Prosecutors will have another chance to try to question Saddam on the charges when the trial reconvenes April 5.
But in Wednesday's session, Saddam sought to project the image of a man still in power addressing his people in troubled times, even as Abdel-Rahman repeatedly stabbed a button on his desk to shut off Saddam's microphone.
At one point, the judge screamed, "Respect yourself!" Saddam shouted back: "You respect yourself!"
"You are a defendant in a major criminal case, concerning the killing of innocents. You have to respond to this charge," Abdel-Rahman told him.
"What about those who are dying in Baghdad? Are they not innocents?" Saddam replied. "I am talking to the Iraqi people."
In his speech, Saddam told Iraqis that "of all religions and sects ... I do not discriminate among you."
"What pains me most is what I heard recently about something that aims to harm our people," he said, referring to Shiite-Sunni violence that has rocked the country since the bombing of a major Shiite shrine in Samarra last month.
He blamed "criminals" for the shrine bombing and the attacks on Sunni mosques that followed, and urged Iraqis to unite. "What happened in the last days is bad," he said. "You will live in darkness and rivers of blood for no reason."

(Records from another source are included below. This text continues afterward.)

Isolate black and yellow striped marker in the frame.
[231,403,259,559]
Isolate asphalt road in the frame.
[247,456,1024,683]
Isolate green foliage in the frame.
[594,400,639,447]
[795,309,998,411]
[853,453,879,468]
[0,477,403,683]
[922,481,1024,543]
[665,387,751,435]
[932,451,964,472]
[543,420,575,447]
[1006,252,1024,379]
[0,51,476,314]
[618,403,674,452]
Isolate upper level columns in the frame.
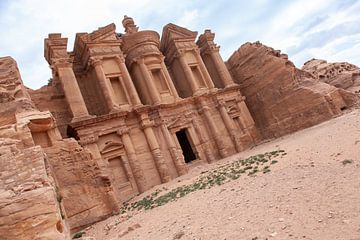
[116,57,141,106]
[90,58,118,112]
[197,30,236,87]
[136,58,161,104]
[195,49,215,90]
[209,47,236,87]
[177,51,200,95]
[55,63,90,122]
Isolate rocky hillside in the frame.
[302,59,360,93]
[227,42,359,138]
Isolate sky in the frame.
[0,0,360,89]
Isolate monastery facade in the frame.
[40,16,257,204]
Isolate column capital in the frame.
[115,55,125,63]
[133,57,145,65]
[235,96,246,102]
[89,57,102,67]
[116,127,130,136]
[52,59,73,71]
[217,99,226,108]
[80,135,99,146]
[140,119,155,129]
[175,49,186,58]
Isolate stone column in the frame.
[178,52,200,95]
[219,101,243,152]
[141,118,171,183]
[116,57,141,106]
[161,61,180,99]
[118,129,146,193]
[236,96,255,128]
[161,123,188,176]
[192,117,216,163]
[56,63,90,122]
[136,58,161,104]
[201,103,229,158]
[90,58,118,112]
[80,135,119,211]
[195,49,215,90]
[121,156,139,194]
[209,48,236,87]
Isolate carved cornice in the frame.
[116,127,130,136]
[89,57,102,67]
[79,135,99,146]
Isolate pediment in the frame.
[160,23,198,50]
[100,141,124,154]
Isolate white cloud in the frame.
[0,0,360,88]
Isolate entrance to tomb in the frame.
[176,129,196,163]
[108,156,134,202]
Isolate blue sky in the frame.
[0,0,360,89]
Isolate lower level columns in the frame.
[118,129,146,193]
[91,59,118,112]
[192,118,216,163]
[57,65,90,121]
[219,101,243,152]
[161,123,188,176]
[141,118,171,183]
[198,104,229,158]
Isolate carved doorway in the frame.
[176,129,196,163]
[98,133,138,203]
[108,156,135,202]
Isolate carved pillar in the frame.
[201,103,229,158]
[141,117,171,183]
[236,96,255,128]
[56,63,90,121]
[219,101,243,152]
[90,58,118,112]
[118,129,146,193]
[178,52,200,95]
[161,123,188,176]
[192,118,216,163]
[80,136,119,211]
[121,157,139,193]
[195,49,215,90]
[161,57,180,99]
[209,47,236,87]
[116,57,141,106]
[137,58,161,104]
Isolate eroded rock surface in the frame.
[302,59,360,93]
[0,57,69,240]
[227,42,358,138]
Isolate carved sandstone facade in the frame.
[0,16,359,240]
[25,16,257,232]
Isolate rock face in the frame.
[302,59,360,93]
[227,42,358,138]
[0,16,358,240]
[0,57,69,240]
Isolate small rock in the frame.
[269,232,277,237]
[173,230,185,240]
[343,219,350,224]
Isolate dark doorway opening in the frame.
[176,129,196,163]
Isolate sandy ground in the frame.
[83,110,360,240]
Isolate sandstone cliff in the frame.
[0,57,68,240]
[227,42,358,138]
[302,59,360,93]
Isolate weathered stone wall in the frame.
[28,80,72,138]
[0,57,69,240]
[44,138,118,232]
[227,42,356,138]
[302,59,360,93]
[0,143,69,240]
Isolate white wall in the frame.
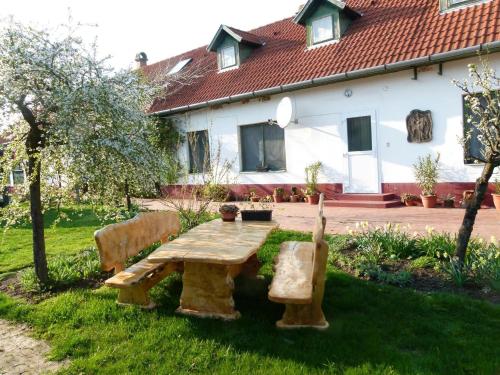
[173,53,500,184]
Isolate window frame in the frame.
[186,129,211,174]
[218,43,239,71]
[311,14,336,46]
[238,122,287,174]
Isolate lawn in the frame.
[0,206,102,274]
[0,210,500,374]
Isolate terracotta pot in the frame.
[221,212,238,221]
[405,201,418,207]
[273,195,283,203]
[491,194,500,211]
[307,194,319,204]
[420,195,437,208]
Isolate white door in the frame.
[344,115,380,194]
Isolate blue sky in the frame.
[0,0,306,68]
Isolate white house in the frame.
[139,0,500,206]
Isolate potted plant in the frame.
[250,189,260,203]
[304,161,321,204]
[273,188,285,203]
[290,186,300,203]
[401,193,418,207]
[219,204,240,221]
[241,195,273,221]
[492,178,500,210]
[413,154,440,208]
[442,194,455,208]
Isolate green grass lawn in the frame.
[0,207,102,274]
[0,231,500,374]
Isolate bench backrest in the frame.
[94,211,181,273]
[312,194,328,305]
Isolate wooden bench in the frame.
[269,194,328,329]
[94,211,181,308]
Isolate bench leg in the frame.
[116,263,181,310]
[177,262,240,320]
[276,304,328,329]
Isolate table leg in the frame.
[177,262,240,320]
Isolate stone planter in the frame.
[307,194,319,204]
[273,195,283,203]
[221,212,238,222]
[491,194,500,211]
[420,195,437,208]
[241,210,273,221]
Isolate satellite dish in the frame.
[276,96,295,128]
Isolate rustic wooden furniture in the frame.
[94,211,181,308]
[148,220,277,320]
[269,194,328,329]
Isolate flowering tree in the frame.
[0,21,168,284]
[454,58,500,264]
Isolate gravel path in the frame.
[0,320,64,375]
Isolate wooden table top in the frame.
[148,219,278,265]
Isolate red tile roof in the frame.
[144,0,500,112]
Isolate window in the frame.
[220,46,236,69]
[240,123,286,172]
[347,116,372,152]
[167,58,192,76]
[312,15,333,44]
[186,130,210,173]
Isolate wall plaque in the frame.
[406,109,432,143]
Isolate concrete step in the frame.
[334,193,398,202]
[325,199,402,208]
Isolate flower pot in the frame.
[420,195,437,208]
[273,195,283,203]
[405,201,418,207]
[241,210,273,221]
[221,212,238,222]
[491,194,500,211]
[307,194,319,204]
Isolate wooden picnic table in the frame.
[148,219,278,320]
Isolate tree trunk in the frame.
[456,163,495,264]
[26,126,49,285]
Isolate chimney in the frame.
[135,52,148,68]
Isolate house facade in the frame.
[143,0,500,204]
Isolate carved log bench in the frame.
[94,211,182,308]
[269,194,328,329]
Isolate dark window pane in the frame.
[240,124,286,172]
[347,116,372,152]
[187,130,210,173]
[240,125,264,172]
[264,125,286,171]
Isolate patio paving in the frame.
[140,199,500,240]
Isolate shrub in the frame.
[413,154,440,195]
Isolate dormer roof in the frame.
[207,25,263,52]
[293,0,361,25]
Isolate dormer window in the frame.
[219,46,236,69]
[440,0,486,10]
[207,25,263,71]
[312,15,333,44]
[294,0,361,47]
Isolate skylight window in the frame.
[167,58,193,76]
[312,15,333,44]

"The bloodshed that they (the Americans) have caused to the Iraqi people only made them more intent and strong to evict the foreigners from their land and liberate their country," he said.
After Abdel-Rahman closed the session, Saddam finished reading his speech.
Former U.S. attorney general Ramsey Clark, who is a member of Saddam's defense team, told CNN the speech explained the context of the time period in which the Dujail events took place, arguing the legality of the government actions while Iraq was at war with Iran.
But Clark said the judge "threatened us with prosecution if we release what (Saddam) said."
Saddam argued further with Abdel-Rahman, complaining about the closing of the session and insisting he wanted to help stop the violence. "I am trying to extinguish the fire with few drops of water," he said, according to a person close to the trial, speaking on condition of anonymity because of the judge's gag order.
When journalists returned to the court, Saddam was sitting alone in the defendants' pen. The chief prosecutor tried to question him, but he refused, demanding first to see a copy of an affidavit he made to investigators before the trial. Abdel-Rahman ordered that he be given a copy and adjourned the trial until April 5.
Saddam and the seven former members of his regime face possible execution by hanging if they are convicted in connection with the crackdown launched in Dujail following a July 8, 1982 shooting attack on Saddam's motorcade in the town.
In a March 1 session, Saddam stood up in court and boldly acknowledged that he ordered the 148 Shiites put on trial before his Revolutionary Court, which eventually sentenced them all to death. But Saddam insisted it was his right to do so since they were suspected in the attempt to kill him.
The defense has argued that Saddam's government acted within its rights to respond after the assassination attempt. The prosecutor has sought to show that the crackdown went well beyond the planners of the attack to punish Dujail's civilian population, saying entire families were arrested and tortured and that the 148 who were killed were sentenced to death without a proper trial.